How's that working out for yah?

[http://en.wikipedia.org/wiki/Gun_violence_in_the_United_Stat...](http://en.wikipedia.org/wiki/Gun_violence_in_the_United_States#Violent_crime_related_to_guns)

Yay dead people! You don't give unsophisticated people access to firearms -
they get dead. Same with most investment options - do not allow people to
trade derivatives, over lever their houses or borrow for stocks.

> believe that it is okay given the terrible odds?

No I don't - but its regulated and small stable losses in comparison to
unsophisticated losses that destroy lives in housing, equities and bonds. This
will expand those losses.

> how are the poor ever going to escape poverty?

Have you ever been poor?

Here is how you escape poverty - you don't. I'm not kidding.

There is no such thing as social mobility - it's false to argue that the poor
can in any way benefit from this.

[http://en.wikipedia.org/wiki/Socio-
economic_mobility_in_the_...](http://en.wikipedia.org/wiki/Socio-
economic_mobility_in_the_United_States)

------
jcampbell1
I used Funders Club to make a small investment and it worked flawlessly for
me. It has document signing and wire transfers built in. After reading legal
documents for a few hours, it took about 3 minutes to make a $2500 investment
in virool.com.

I am completely impressed by what the Funders Club has built. It is easy,
complete, and actually works. Kudos to the team.

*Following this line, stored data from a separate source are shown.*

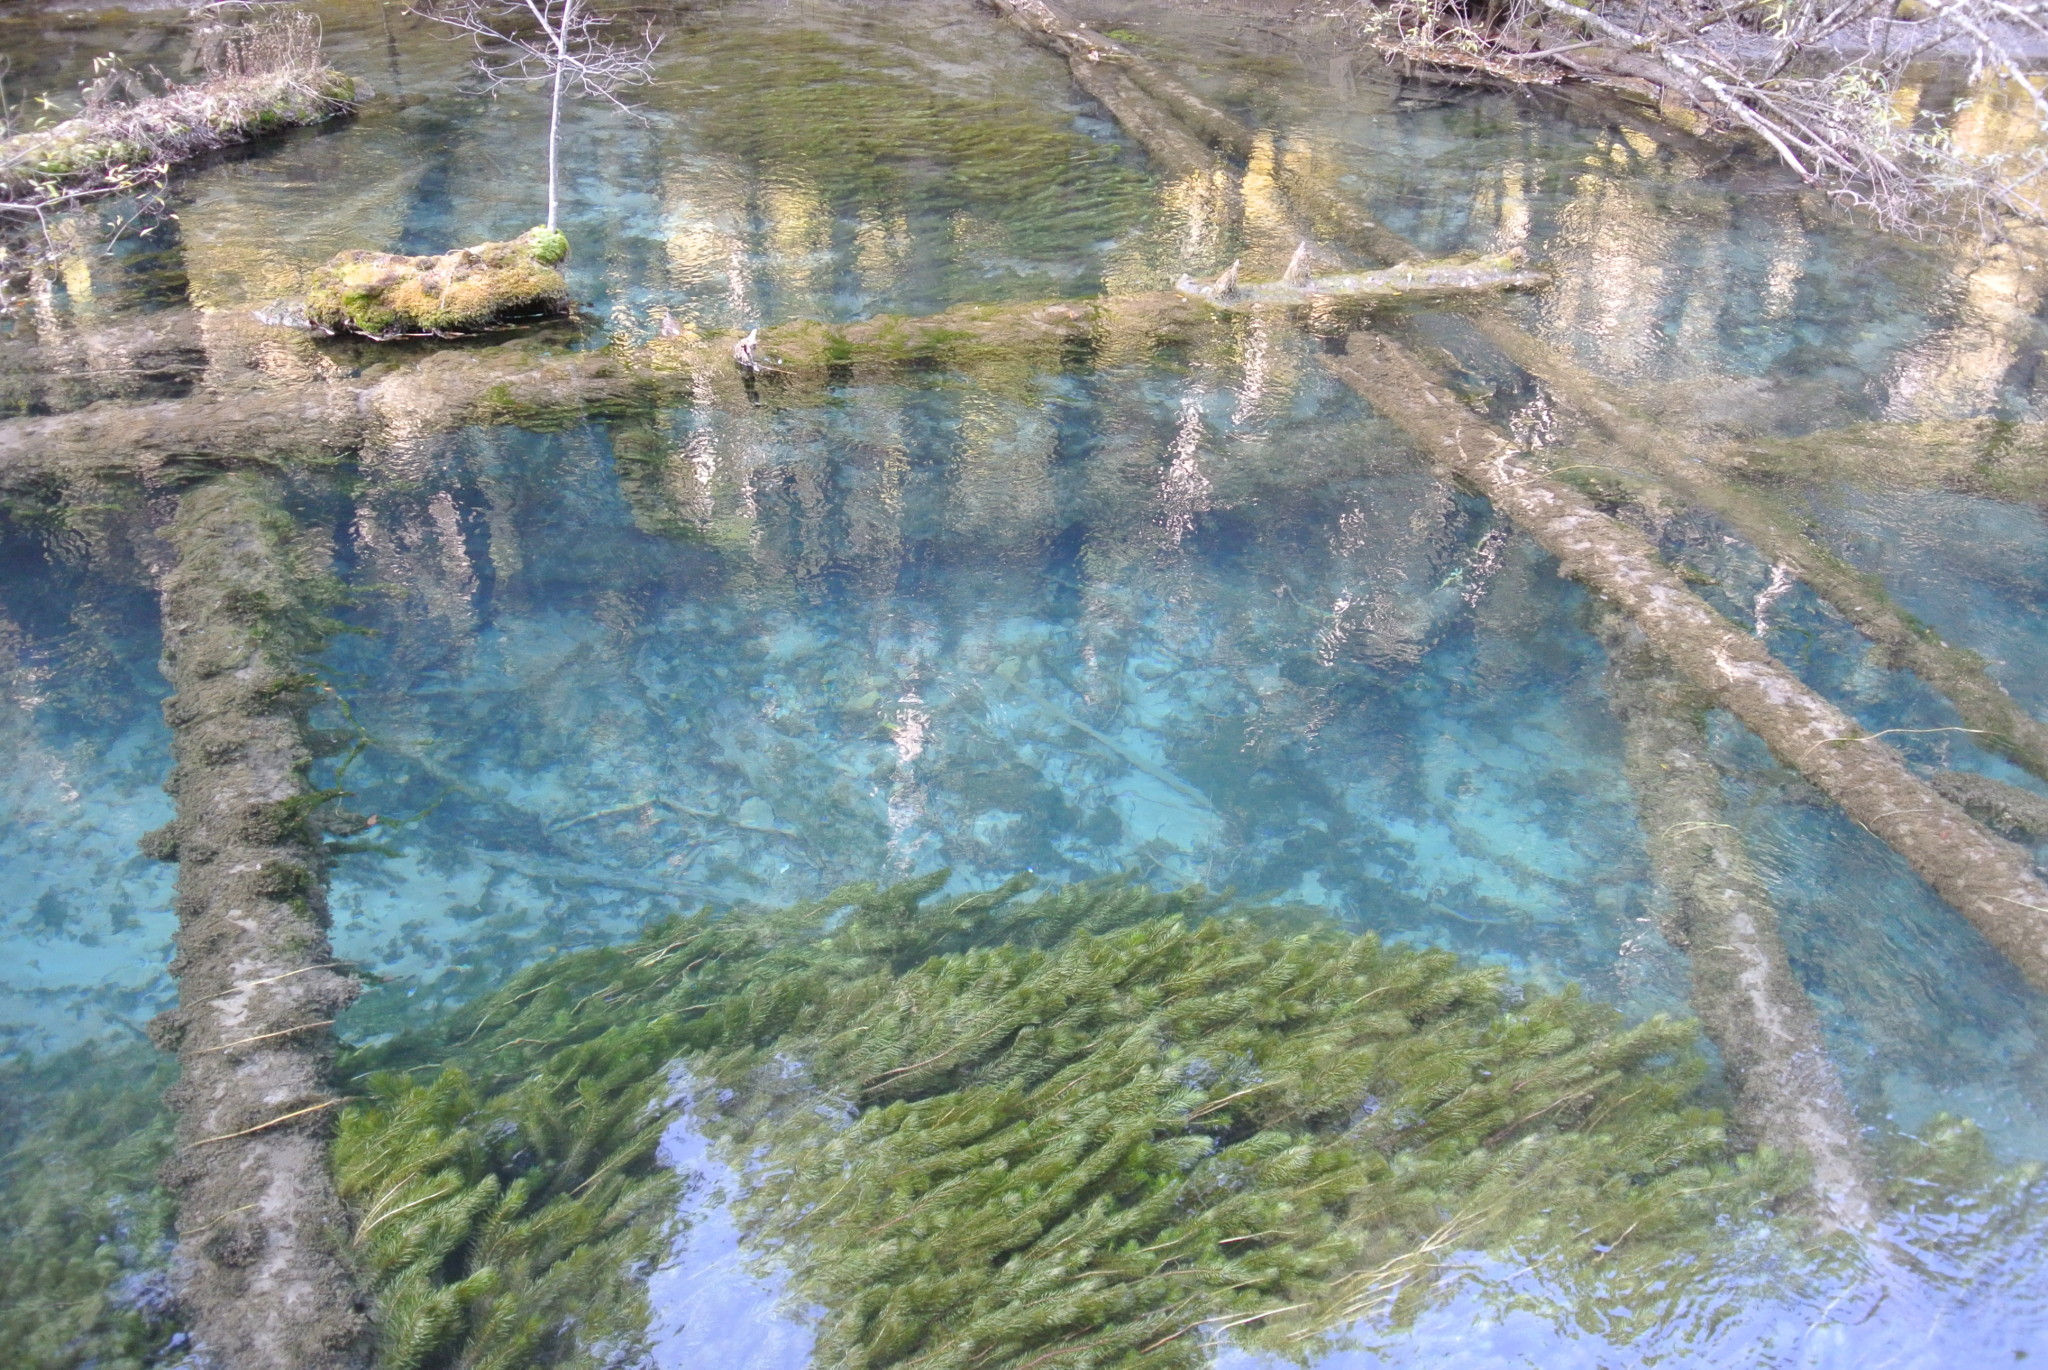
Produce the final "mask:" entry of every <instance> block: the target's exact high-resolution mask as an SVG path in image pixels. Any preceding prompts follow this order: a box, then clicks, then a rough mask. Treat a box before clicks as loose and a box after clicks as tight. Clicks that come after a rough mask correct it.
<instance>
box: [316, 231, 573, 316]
mask: <svg viewBox="0 0 2048 1370" xmlns="http://www.w3.org/2000/svg"><path fill="white" fill-rule="evenodd" d="M567 252H569V244H567V240H565V238H563V236H561V233H559V231H557V229H547V227H532V229H526V231H524V233H520V236H518V238H512V240H508V242H483V244H477V246H473V248H457V250H453V252H442V254H440V256H399V254H395V252H360V250H358V252H342V254H338V256H336V258H334V260H332V262H328V264H326V266H322V268H319V270H315V272H313V279H311V283H309V287H307V297H305V317H307V322H309V324H313V326H315V328H324V330H328V332H330V334H362V336H365V338H379V340H383V338H410V336H436V338H451V336H461V334H477V332H485V330H492V328H502V326H506V324H516V322H520V319H535V317H549V315H559V313H567V311H569V285H567V281H563V279H561V272H559V270H555V266H557V264H559V262H561V260H563V258H565V256H567Z"/></svg>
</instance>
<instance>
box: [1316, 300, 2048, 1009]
mask: <svg viewBox="0 0 2048 1370" xmlns="http://www.w3.org/2000/svg"><path fill="white" fill-rule="evenodd" d="M1325 362H1327V365H1329V367H1331V371H1333V373H1335V375H1337V377H1339V379H1341V381H1346V383H1348V385H1350V387H1352V389H1356V391H1358V393H1360V395H1364V397H1366V399H1368V401H1370V403H1372V408H1374V410H1378V412H1380V414H1382V416H1386V418H1389V420H1391V422H1395V424H1397V426H1399V428H1403V430H1405V432H1407V434H1409V436H1411V438H1413V440H1415V442H1417V444H1419V446H1421V448H1423V451H1425V453H1430V457H1432V459H1434V461H1438V463H1440V465H1442V467H1444V469H1446V471H1450V473H1452V475H1456V477H1458V479H1462V481H1466V483H1468V485H1470V487H1473V489H1477V491H1479V494H1483V496H1487V500H1491V502H1493V506H1495V508H1497V510H1499V512H1501V514H1505V516H1507V518H1511V520H1513V522H1516V526H1520V528H1522V530H1524V532H1528V534H1530V537H1534V539H1536V543H1538V545H1540V547H1542V549H1544V551H1548V553H1550V555H1552V557H1556V561H1559V567H1561V569H1563V571H1565V575H1571V577H1573V580H1577V582H1581V584H1583V586H1587V588H1589V590H1593V592H1595V594H1599V596H1602V598H1606V600H1608V602H1612V604H1614V606H1616V608H1620V610H1624V612H1626V614H1628V616H1630V618H1632V620H1634V623H1636V625H1640V629H1642V633H1645V635H1647V637H1649V641H1651V645H1653V647H1655V649H1657V651H1659V653H1661V655H1663V657H1665V659H1667V661H1669V663H1671V666H1673V668H1677V672H1679V674H1681V676H1686V680H1690V682H1692V684H1696V686H1700V688H1702V690H1706V692H1708V694H1710V696H1712V698H1714V702H1716V704H1720V707H1722V709H1726V711H1729V713H1733V715H1735V717H1737V719H1741V721H1743V723H1745V725H1747V727H1749V729H1751V731H1753V733H1755V735H1757V737H1761V739H1763V743H1765V745H1767V747H1769V750H1772V754H1774V756H1776V758H1778V760H1780V762H1784V764H1786V766H1790V768H1792V770H1796V772H1800V774H1802V776H1804V778H1806V780H1808V782H1812V784H1815V786H1817V788H1819V790H1821V793H1825V795H1827V797H1829V799H1833V801H1835V803H1837V805H1841V809H1843V811H1845V813H1847V815H1849V817H1851V819H1855V821H1858V823H1860V825H1862V827H1866V829H1868V831H1870V833H1872V836H1876V838H1878V840H1880V842H1884V844H1886V846H1890V848H1892V850H1894V852H1898V854H1901V856H1903V858H1905V860H1907V864H1911V866H1913V870H1915V872H1917V874H1919V876H1921V879H1923V881H1927V885H1931V887H1933V889H1935V893H1939V895H1942V897H1944V899H1946V901H1948V903H1950V905H1952V907H1954V909H1956V911H1958V913H1962V915H1964V917H1966V919H1970V924H1972V926H1974V928H1976V930H1978V932H1980V934H1982V936H1985V940H1989V942H1991V944H1993V946H1995V948H1999V952H2003V954H2005V956H2007V958H2009V960H2011V962H2013V965H2015V967H2019V971H2021V973H2023V975H2025V977H2028V979H2030V981H2032V983H2034V985H2038V987H2042V989H2048V883H2042V879H2040V876H2038V874H2036V872H2034V864H2032V860H2030V858H2028V852H2025V850H2021V848H2017V846H2013V844H2011V842H2005V840H2003V838H1997V836H1993V833H1989V831H1985V829H1982V827H1978V823H1976V821H1974V819H1970V815H1968V813H1964V811H1962V807H1958V805H1956V803H1952V801H1948V799H1944V797H1942V795H1939V790H1935V788H1933V786H1931V784H1927V782H1925V780H1921V778H1919V776H1917V774H1913V772H1911V770H1909V768H1907V764H1905V762H1903V760H1901V758H1898V754H1896V752H1892V750H1890V747H1888V745H1884V741H1882V739H1878V737H1872V735H1866V733H1864V729H1862V727H1860V725H1858V723H1855V719H1851V717H1849V715H1845V713H1841V711H1839V709H1835V707H1833V704H1831V702H1827V700H1825V698H1821V696H1819V694H1817V692H1812V690H1810V688H1808V686H1806V682H1802V680H1800V678H1798V676H1794V674H1792V672H1790V670H1788V668H1786V666H1784V663H1780V661H1778V659H1776V657H1774V655H1772V653H1769V651H1765V649H1763V645H1761V643H1759V641H1757V639H1755V637H1751V635H1749V633H1745V631H1741V629H1739V627H1735V625H1733V623H1729V620H1726V618H1722V616H1720V614H1718V612H1714V610H1712V608H1710V606H1708V604H1706V602H1704V600H1702V598H1700V596H1696V594H1694V592H1692V590H1688V588H1686V582H1681V580H1679V575H1677V573H1675V571H1673V569H1671V567H1667V565H1665V563H1663V561H1661V559H1659V557H1657V549H1655V547H1651V543H1649V539H1645V537H1642V534H1640V532H1636V530H1634V528H1630V526H1628V524H1622V522H1618V520H1614V518H1610V516H1608V514H1604V512H1599V510H1597V508H1595V506H1593V504H1591V500H1587V498H1585V496H1583V494H1579V491H1577V489H1573V487H1569V485H1565V483H1561V481H1554V479H1550V477H1548V475H1544V471H1542V469H1540V467H1538V465H1536V463H1532V461H1530V459H1528V457H1524V455H1522V453H1520V451H1518V448H1516V444H1513V442H1511V440H1509V438H1507V434H1503V432H1499V430H1497V428H1493V426H1491V424H1487V422H1485V420H1481V418H1479V416H1477V414H1473V412H1470V410H1466V408H1464V405H1462V403H1460V401H1458V397H1456V395H1452V393H1450V391H1448V389H1446V387H1444V385H1440V383H1438V381H1436V379H1434V377H1432V375H1427V373H1425V371H1423V369H1421V367H1417V365H1415V360H1413V358H1411V356H1407V352H1405V350H1401V346H1399V344H1395V342H1391V340H1389V338H1380V336H1372V334H1352V338H1350V350H1348V354H1346V356H1329V358H1325Z"/></svg>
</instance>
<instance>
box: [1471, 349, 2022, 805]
mask: <svg viewBox="0 0 2048 1370" xmlns="http://www.w3.org/2000/svg"><path fill="white" fill-rule="evenodd" d="M1473 324H1475V328H1479V332H1481V334H1483V336H1485V338H1487V342H1491V344H1493V346H1497V348H1499V350H1501V352H1503V354H1505V356H1507V360H1511V362H1513V365H1516V367H1520V369H1522V371H1526V373H1528V375H1532V377H1536V379H1538V381H1542V383H1544V385H1546V387H1548V389H1550V391H1554V393H1556V395H1561V397H1565V399H1567V401H1569V403H1571V405H1573V408H1577V410H1579V412H1583V414H1585V416H1587V418H1589V420H1591V422H1593V424H1595V426H1597V428H1599V432H1602V434H1606V436H1608V438H1610V440H1612V442H1614V444H1616V446H1618V448H1620V451H1622V453H1626V457H1628V459H1632V461H1636V463H1642V467H1647V469H1649V473H1651V475H1653V479H1655V481H1657V483H1661V485H1665V487H1667V489H1669V491H1671V494H1675V496H1679V498H1681V500H1686V502H1690V504H1694V506H1698V508H1702V510H1708V512H1712V514H1714V516H1718V518H1720V520H1722V522H1726V524H1729V528H1733V530H1735V532H1737V537H1741V539H1743V541H1745V543H1749V545H1751V547H1755V549H1757V553H1761V555H1763V557H1765V559H1769V561H1772V563H1776V565H1784V567H1788V569H1790V571H1792V573H1794V575H1798V577H1800V580H1804V582H1806V584H1808V586H1810V588H1812V592H1815V594H1819V596H1821V598H1823V600H1825V602H1827V604H1831V606H1833V608H1835V610H1837V612H1839V614H1841V616H1843V618H1847V620H1849V623H1853V625H1855V629H1858V631H1860V633H1862V635H1864V637H1868V639H1870V641H1872V643H1876V645H1878V647H1882V649H1884V655H1886V657H1888V659H1890V663H1892V666H1901V668H1907V670H1911V672H1913V674H1915V676H1919V678H1921V680H1925V682H1927V684H1929V686H1933V688H1935V690H1939V692H1942V694H1944V696H1946V698H1948V700H1950V702H1952V704H1954V707H1956V713H1958V715H1962V723H1964V725H1966V727H1968V729H1972V731H1974V735H1976V739H1978V741H1980V743H1982V745H1985V747H1987V750H1991V752H1997V754H1999V756H2005V758H2009V760H2013V762H2017V764H2019V766H2025V768H2028V770H2032V772H2034V774H2036V776H2042V778H2044V780H2048V725H2042V721H2040V719H2036V717H2034V715H2030V713H2028V711H2025V709H2021V707H2019V702H2017V700H2015V698H2013V696H2011V694H2007V692H2005V686H2001V684H1999V682H1997V680H1993V678H1991V672H1989V670H1985V659H1982V657H1980V655H1976V653H1974V651H1966V649H1960V647H1952V645H1950V643H1946V641H1944V639H1942V635H1939V633H1935V631H1933V629H1929V627H1927V625H1925V623H1921V620H1919V618H1915V616H1913V614H1909V612H1907V610H1903V608H1901V606H1898V604H1896V602H1894V600H1892V598H1890V596H1888V594H1886V592H1884V584H1882V582H1880V580H1878V577H1874V575H1866V573H1864V571H1858V569H1855V567H1853V565H1849V563H1847V561H1843V559H1841V557H1837V555H1835V553H1831V551H1827V549H1825V547H1821V545H1819V543H1815V541H1812V539H1810V537H1806V532H1804V530H1802V528H1800V526H1796V522H1794V520H1792V518H1790V516H1788V514H1786V512H1784V510H1780V508H1778V506H1776V504H1772V502H1769V500H1767V498H1763V496H1759V494H1757V491H1753V489H1747V487H1743V485H1741V483H1737V481H1731V479H1726V477H1720V475H1716V473H1714V471H1712V469H1708V467H1706V465H1702V463H1700V461H1698V459H1694V457H1692V455H1688V453H1686V451H1683V448H1681V446H1677V444H1673V442H1671V436H1669V434H1667V432H1665V430H1663V428H1657V426H1655V424H1651V422H1649V420H1645V418H1640V416H1638V414H1634V410H1632V405H1630V403H1628V399H1626V397H1624V395H1622V393H1620V391H1616V387H1612V385H1608V383H1606V381H1602V379H1599V377H1595V375H1591V373H1589V371H1585V369H1583V367H1581V365H1579V362H1575V360H1573V358H1569V356H1565V354H1563V352H1561V350H1559V348H1554V346H1550V344H1548V342H1542V340H1540V338H1536V336H1532V334H1530V332H1528V330H1524V328H1518V326H1516V324H1513V322H1509V319H1503V317H1499V315H1487V313H1475V315H1473Z"/></svg>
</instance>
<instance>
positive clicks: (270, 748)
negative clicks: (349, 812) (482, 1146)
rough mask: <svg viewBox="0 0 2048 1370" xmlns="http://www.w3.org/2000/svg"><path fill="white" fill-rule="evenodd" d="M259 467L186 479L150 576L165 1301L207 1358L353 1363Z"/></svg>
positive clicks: (360, 1339)
mask: <svg viewBox="0 0 2048 1370" xmlns="http://www.w3.org/2000/svg"><path fill="white" fill-rule="evenodd" d="M281 496H283V491H281V485H279V481H276V477H270V475H262V473H252V471H242V473H229V475H221V477H215V479H209V481H203V483H199V485H193V487H188V489H184V491H182V494H180V496H178V512H176V516H174V518H172V522H170V528H168V541H170V545H172V549H174V551H176V565H174V567H172V569H170V571H168V573H166V575H164V676H166V678H168V680H170V684H172V690H174V694H172V696H170V698H168V700H164V719H166V721H168V723H170V729H172V756H174V762H176V766H174V770H172V778H170V784H168V786H166V788H168V790H170V793H172V797H174V801H176V817H174V819H172V823H170V827H168V829H160V831H158V833H152V838H150V840H147V844H145V846H147V850H150V852H152V854H156V856H162V858H170V860H176V862H178V897H176V907H178V934H176V952H178V954H176V958H174V960H172V965H170V971H172V975H174V977H176V979H178V1008H176V1010H172V1012H168V1014H162V1016H158V1018H156V1020H154V1022H152V1024H150V1032H152V1038H154V1040H156V1042H158V1044H160V1046H166V1048H170V1051H176V1053H178V1083H176V1085H174V1087H172V1091H170V1094H168V1096H166V1100H168V1102H170V1106H172V1108H174V1112H176V1114H178V1122H176V1153H174V1155H172V1159H170V1161H168V1163H166V1165H164V1171H162V1173H164V1182H166V1186H168V1188H170V1190H172V1194H174V1196H176V1204H178V1233H180V1245H178V1264H180V1276H182V1278H180V1286H182V1288H180V1300H182V1304H184V1309H186V1313H188V1317H190V1329H193V1335H195V1339H197V1341H199V1345H201V1347H203V1352H205V1356H207V1358H209V1364H217V1366H223V1370H270V1368H281V1366H291V1368H293V1370H360V1368H362V1366H367V1331H369V1327H367V1319H365V1302H362V1296H360V1292H358V1288H356V1280H354V1272H352V1270H350V1264H348V1257H346V1243H348V1225H346V1214H344V1212H342V1204H340V1198H338V1196H336V1190H334V1180H332V1175H330V1173H328V1134H330V1132H332V1128H334V1122H336V1110H338V1108H340V1104H342V1102H344V1100H342V1098H340V1096H338V1094H336V1089H334V1079H332V1063H334V1030H332V1024H334V1018H336V1014H338V1012H340V1010H342V1008H346V1005H348V1003H350V999H354V995H356V981H354V979H352V977H350V975H346V973H344V971H342V969H340V967H338V965H336V960H334V952H332V948H330V944H328V911H326V891H324V854H322V836H319V831H317V829H315V825H313V811H315V809H317V807H319V801H322V795H317V793H311V790H309V786H307V778H305V776H307V766H309V764H311V752H309V745H307V729H305V711H307V690H305V676H301V668H299V657H301V655H303V653H305V651H307V649H309V647H311V645H313V643H317V637H319V631H322V620H319V618H317V612H315V608H313V606H311V600H315V598H317V586H319V584H322V580H319V573H317V569H315V567H309V565H305V561H307V553H305V547H303V541H301V537H299V532H297V528H295V524H293V522H291V518H289V514H285V512H283V508H281Z"/></svg>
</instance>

I unfortunately missed the $250,000 cutoff, so I'll get to see how they handle
the overage or reimbursement.

------
Major_Grooves
This is a bit like Seedrs (www.seedrs.com) in the UK, except with Seedrs more
or less anyone can make investments and the minimum investment is only £10 so
you can get real crowd-sourced funding.

------
zt
How long before someones raises a "spray-and-pray" fund just to invest in
Funders Club startups?

------
jchung
How does Founders Club compare to AngelList?